H. Notices. All notices, requests, demands, and other communications under this agreement shall be in writing and shall be deemed to have been given on the date of delivery: if delivered personally to the party to whom notice is to be given; if sent by electronic mail with a cc: to sender; if sent by fax; or on the third day after mailing by first class mail.

I. General Provisions. The subject headings of the articles and sections are for convenience only, and shall not affect the construction or interpretation of any of its provisions. If any portion of this agreement is found invalid or unenforceable, that portion shall be severed and the remainder of this agreement shall remain in force. This agreement constitutes the entire agreement between us pertaining to its subject matter and supersedes all of our prior agreements, representations, and understandings. Subject to Section I, no supplement, modification, or amendment of this agreement shall be binding unless executed in writing by both parties. No waiver of any of the provisions of this agreement shall be deemed, or shall constitute, a waiver of any other provision, whether or not similar, nor shall any waiver constitute a continuing waiver. No waiver shall be binding unless executed in writing by the party making the waiver. This agreement may be executed in one or more counterparts. Each shall be deemed an original, but all of which together shall constitute one and the same instrument. If an organization is the Affiliate, the individual signing up for our services represents that he or she is duly authorized to enter into this agreement on behalf of that organization.

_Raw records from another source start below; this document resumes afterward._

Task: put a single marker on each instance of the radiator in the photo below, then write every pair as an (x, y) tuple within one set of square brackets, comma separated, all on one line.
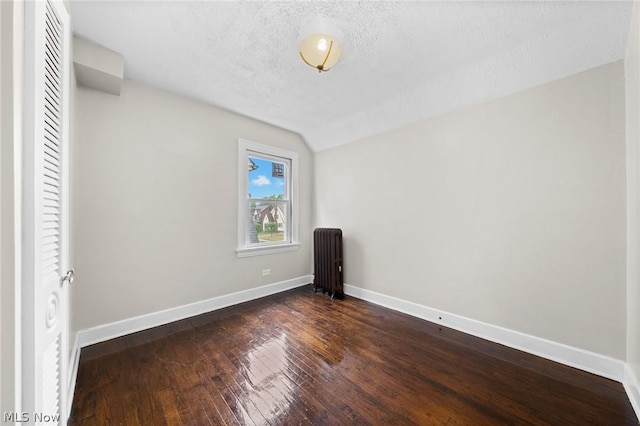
[(327, 261)]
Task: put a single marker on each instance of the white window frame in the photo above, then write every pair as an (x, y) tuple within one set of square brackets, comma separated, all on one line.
[(244, 248)]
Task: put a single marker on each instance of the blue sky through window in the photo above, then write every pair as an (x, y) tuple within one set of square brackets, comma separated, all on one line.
[(262, 183)]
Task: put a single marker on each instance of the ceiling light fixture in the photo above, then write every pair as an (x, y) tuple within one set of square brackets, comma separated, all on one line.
[(321, 44)]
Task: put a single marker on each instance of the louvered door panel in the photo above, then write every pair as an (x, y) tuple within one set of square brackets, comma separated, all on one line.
[(51, 208), (47, 38)]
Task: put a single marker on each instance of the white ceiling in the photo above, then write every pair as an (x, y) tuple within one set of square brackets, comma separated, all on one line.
[(402, 62)]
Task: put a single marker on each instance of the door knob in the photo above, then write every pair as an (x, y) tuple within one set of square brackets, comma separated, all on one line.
[(69, 277)]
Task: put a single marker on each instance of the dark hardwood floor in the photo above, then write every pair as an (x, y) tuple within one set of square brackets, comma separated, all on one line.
[(301, 358)]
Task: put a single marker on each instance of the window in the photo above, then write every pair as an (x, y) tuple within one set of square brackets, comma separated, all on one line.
[(267, 199)]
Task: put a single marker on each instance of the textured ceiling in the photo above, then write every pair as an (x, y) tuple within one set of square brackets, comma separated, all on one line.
[(402, 62)]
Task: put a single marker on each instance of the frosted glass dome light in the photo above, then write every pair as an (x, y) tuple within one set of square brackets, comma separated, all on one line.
[(320, 45)]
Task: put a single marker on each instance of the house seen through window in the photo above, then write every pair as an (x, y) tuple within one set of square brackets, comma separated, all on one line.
[(267, 199)]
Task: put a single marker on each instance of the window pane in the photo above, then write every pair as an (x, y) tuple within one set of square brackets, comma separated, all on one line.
[(269, 220), (267, 178)]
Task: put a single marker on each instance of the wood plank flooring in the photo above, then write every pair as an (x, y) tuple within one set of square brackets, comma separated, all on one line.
[(301, 358)]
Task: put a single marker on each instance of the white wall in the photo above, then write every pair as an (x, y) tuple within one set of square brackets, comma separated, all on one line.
[(510, 212), (632, 77), (11, 29), (155, 200)]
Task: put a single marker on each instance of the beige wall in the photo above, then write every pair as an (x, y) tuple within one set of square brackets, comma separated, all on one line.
[(510, 212), (155, 200), (632, 76)]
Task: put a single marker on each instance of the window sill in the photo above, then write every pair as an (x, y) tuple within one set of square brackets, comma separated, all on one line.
[(260, 251)]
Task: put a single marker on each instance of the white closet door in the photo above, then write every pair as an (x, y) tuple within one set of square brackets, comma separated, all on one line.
[(46, 224)]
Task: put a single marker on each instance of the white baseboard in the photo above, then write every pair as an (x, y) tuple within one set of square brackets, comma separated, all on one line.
[(579, 358), (632, 387), (105, 332), (72, 372)]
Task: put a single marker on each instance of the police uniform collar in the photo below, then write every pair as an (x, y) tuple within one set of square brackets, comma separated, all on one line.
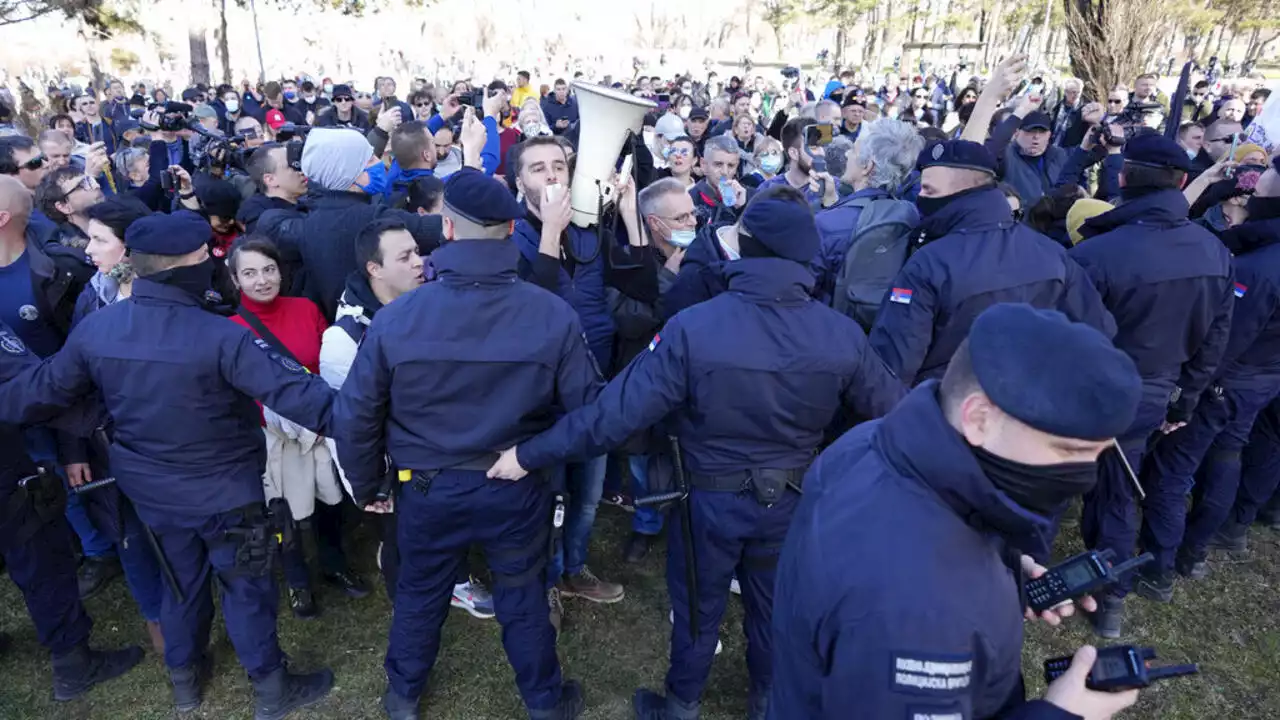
[(147, 290), (1161, 208), (917, 440), (769, 279), (471, 260)]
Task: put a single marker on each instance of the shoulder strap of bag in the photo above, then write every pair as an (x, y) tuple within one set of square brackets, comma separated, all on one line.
[(260, 328)]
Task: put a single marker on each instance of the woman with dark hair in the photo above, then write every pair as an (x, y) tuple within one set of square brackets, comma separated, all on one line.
[(87, 459), (298, 464)]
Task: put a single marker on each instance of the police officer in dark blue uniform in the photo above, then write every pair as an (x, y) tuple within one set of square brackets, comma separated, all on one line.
[(1168, 283), (1247, 382), (899, 588), (974, 256), (179, 383), (476, 361), (753, 377), (36, 546)]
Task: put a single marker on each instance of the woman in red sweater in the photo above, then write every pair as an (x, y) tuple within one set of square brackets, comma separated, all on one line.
[(298, 465)]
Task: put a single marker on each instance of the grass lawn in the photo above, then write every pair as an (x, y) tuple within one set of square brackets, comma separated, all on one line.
[(1226, 623)]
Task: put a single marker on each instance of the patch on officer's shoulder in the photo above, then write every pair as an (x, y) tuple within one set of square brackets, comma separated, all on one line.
[(931, 674), (950, 711), (12, 343), (287, 363)]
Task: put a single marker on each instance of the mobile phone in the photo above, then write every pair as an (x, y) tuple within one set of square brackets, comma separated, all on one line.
[(818, 135)]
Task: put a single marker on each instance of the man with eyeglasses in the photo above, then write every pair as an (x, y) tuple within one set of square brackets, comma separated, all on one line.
[(65, 195), (94, 127), (343, 113)]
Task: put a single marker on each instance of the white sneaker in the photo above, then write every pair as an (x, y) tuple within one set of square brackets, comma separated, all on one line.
[(472, 597), (671, 618)]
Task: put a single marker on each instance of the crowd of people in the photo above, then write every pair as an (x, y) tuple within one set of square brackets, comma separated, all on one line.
[(923, 317)]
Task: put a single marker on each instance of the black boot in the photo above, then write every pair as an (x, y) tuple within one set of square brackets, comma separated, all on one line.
[(398, 707), (568, 707), (653, 706), (283, 692), (1109, 620), (1232, 537), (82, 668), (187, 684)]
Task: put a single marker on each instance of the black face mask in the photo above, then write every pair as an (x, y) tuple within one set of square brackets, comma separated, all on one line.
[(1043, 490), (932, 205), (193, 279), (1262, 208)]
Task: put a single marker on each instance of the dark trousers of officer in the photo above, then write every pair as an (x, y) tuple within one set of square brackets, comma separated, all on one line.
[(1110, 515), (44, 568), (511, 522), (1212, 441), (732, 533), (197, 548), (1260, 466)]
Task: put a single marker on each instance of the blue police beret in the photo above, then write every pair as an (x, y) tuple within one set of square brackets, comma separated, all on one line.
[(480, 199), (785, 227), (1059, 377), (1156, 151), (958, 154), (177, 233)]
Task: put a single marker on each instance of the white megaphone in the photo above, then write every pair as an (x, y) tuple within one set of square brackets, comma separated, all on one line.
[(606, 118)]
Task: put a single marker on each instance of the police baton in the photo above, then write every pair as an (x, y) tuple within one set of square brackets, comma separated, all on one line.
[(1128, 469), (686, 531), (165, 569)]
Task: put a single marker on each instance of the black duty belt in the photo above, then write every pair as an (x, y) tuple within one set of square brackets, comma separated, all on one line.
[(767, 483)]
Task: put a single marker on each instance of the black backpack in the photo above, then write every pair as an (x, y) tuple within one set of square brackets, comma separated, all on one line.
[(882, 242)]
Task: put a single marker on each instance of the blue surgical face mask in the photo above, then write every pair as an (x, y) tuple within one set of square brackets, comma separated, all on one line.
[(682, 238), (727, 195)]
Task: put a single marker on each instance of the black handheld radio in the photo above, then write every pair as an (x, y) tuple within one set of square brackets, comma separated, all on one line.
[(1120, 668), (1078, 577)]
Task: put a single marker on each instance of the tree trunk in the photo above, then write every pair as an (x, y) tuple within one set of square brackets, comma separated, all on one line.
[(223, 44), (196, 32)]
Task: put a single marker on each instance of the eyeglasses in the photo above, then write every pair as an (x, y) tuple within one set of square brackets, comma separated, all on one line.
[(83, 183)]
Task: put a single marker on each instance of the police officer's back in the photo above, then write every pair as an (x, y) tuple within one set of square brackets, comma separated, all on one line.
[(974, 256), (36, 546), (752, 378), (1169, 285), (179, 383), (447, 376), (897, 592)]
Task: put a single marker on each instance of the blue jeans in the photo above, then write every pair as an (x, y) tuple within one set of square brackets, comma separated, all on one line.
[(647, 520), (42, 447), (585, 484)]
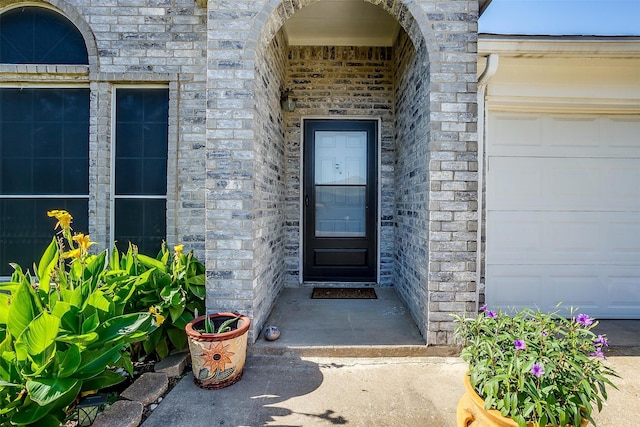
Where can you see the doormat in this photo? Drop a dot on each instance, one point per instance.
(344, 293)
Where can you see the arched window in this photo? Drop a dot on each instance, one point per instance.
(35, 35)
(44, 135)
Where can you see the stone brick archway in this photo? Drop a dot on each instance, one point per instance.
(428, 178)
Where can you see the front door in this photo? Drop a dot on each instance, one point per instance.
(340, 200)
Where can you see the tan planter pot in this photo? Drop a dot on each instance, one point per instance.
(217, 360)
(471, 412)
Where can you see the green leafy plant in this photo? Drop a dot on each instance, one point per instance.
(173, 287)
(62, 329)
(536, 368)
(226, 326)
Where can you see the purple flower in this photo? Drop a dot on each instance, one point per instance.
(537, 370)
(601, 342)
(584, 319)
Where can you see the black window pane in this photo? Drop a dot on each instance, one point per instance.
(49, 140)
(129, 176)
(26, 230)
(34, 147)
(141, 141)
(48, 176)
(34, 35)
(154, 179)
(141, 222)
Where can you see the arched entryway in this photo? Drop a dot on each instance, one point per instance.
(420, 91)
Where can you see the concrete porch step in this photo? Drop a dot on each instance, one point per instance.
(261, 349)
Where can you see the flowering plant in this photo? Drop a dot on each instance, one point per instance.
(536, 368)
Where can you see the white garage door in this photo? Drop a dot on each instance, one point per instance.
(563, 212)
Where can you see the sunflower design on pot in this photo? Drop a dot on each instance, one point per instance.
(218, 358)
(214, 360)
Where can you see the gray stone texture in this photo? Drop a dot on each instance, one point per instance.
(233, 179)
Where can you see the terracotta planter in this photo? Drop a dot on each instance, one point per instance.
(217, 360)
(471, 412)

J. In the event of a dispute, both parties agree to contact each other by any and all means possible in order to attempt an understandable and mutually agreeable resolution before any other actions are attempted. Should any meaningful collaboration and/or personal communication not produce a peaceful understanding and agreement, also binding under the terms of this agreement, both parties must agree to submit the matter to an official Dispute Resolution Service or Board located in Kenton County, Kentucky, before instituting litigation.